During the two-week journey, they visited the orphanage twice, visited with Nastia's sister, and spent time with some Shakespeare students Cahill taught while she lived in Siberia for three months. (Cahill runs the Rebel Shakespeare Company on the North Shore.)

"There is so much poverty," Kim Ayers said. "I knew this stuff because I read about it, but I still wasn't prepared."

'Giving hope to the kids'

Bridget, who can be shy in person, is a talented writer, and she keeps a blog about her experiences, http://www.tomarchtoadifferentdrummer.blogspot.com/.

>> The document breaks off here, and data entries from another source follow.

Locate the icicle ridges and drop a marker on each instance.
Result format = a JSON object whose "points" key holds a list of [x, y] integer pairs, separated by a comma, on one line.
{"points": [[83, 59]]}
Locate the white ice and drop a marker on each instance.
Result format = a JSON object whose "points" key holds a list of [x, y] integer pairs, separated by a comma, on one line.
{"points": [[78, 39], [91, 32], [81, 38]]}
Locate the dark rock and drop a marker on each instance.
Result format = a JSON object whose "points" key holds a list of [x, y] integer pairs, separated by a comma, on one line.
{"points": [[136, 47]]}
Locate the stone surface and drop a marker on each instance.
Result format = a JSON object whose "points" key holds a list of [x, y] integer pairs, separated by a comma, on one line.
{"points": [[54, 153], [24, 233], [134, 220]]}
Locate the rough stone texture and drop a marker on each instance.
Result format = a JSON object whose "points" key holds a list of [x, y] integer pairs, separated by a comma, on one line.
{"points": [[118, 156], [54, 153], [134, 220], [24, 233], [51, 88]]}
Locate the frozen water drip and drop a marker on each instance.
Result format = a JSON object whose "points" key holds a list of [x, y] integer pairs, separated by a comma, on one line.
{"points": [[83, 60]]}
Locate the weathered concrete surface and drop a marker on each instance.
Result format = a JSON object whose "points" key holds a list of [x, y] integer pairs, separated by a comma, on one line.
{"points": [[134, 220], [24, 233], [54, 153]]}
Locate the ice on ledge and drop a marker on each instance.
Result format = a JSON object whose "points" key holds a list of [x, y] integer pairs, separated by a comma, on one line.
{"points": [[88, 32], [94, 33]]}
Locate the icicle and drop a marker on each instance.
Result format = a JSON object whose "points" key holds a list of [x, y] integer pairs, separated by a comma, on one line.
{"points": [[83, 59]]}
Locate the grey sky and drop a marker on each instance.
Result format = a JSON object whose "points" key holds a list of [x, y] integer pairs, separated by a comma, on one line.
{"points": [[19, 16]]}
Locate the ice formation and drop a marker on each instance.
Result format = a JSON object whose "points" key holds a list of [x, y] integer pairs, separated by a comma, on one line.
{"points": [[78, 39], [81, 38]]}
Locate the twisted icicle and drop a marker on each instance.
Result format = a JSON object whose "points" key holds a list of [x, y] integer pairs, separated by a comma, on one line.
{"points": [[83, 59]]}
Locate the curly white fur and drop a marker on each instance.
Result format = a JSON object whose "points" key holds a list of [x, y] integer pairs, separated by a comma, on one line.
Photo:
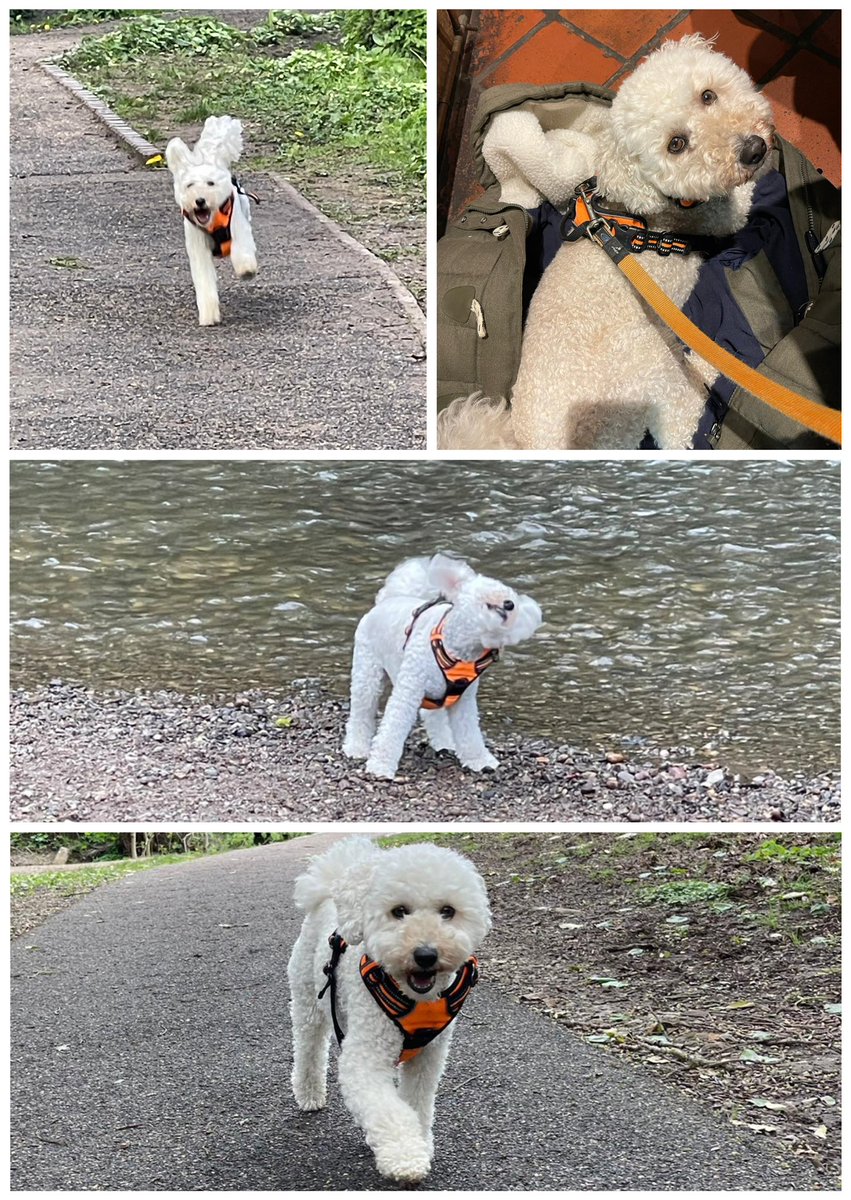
{"points": [[360, 891], [598, 369], [203, 183], [481, 615]]}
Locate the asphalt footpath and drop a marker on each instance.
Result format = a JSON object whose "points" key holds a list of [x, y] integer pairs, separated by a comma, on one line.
{"points": [[150, 1050], [106, 352]]}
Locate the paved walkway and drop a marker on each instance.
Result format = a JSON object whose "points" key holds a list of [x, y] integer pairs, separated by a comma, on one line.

When she got home, she immediately missed all of the children she met in Siberia and was pained by the disparity between their lives and hers. She posted this entry on her blog on June 14:

"Have you ever heard the saying 'Home is where the heart is'? Its a lie. Siberia is where the heart is. In the filthy coal-mining region of Kemerovo. In the little, unknown town of Prokop'yvsk.

"... Most nights I've been waking up at about 3 or 4 a.m. I can't fall back to sleep. Why? Because when I look to my right, I see a window. Outside of the window is a car, so that I don't walk to school, two miles. When I look to my left, I see a bottle of water from the sink that doesn't have parasites in it. I see a closet full of shoes and clothes that fit. ... "

Back at her seventh-grade social studies classroom in Salem, Bridget's teacher Catherine Rosenzweig invited her to show the whole class a video and present a talk on her experiences.

Bridget says the most important part of her trip was "giving hope to the kids," and she's already plotting a way to get back to Siberia.

"I think about them every second of every day," Bridget said.

"I wish there were more people like her," Cahill said.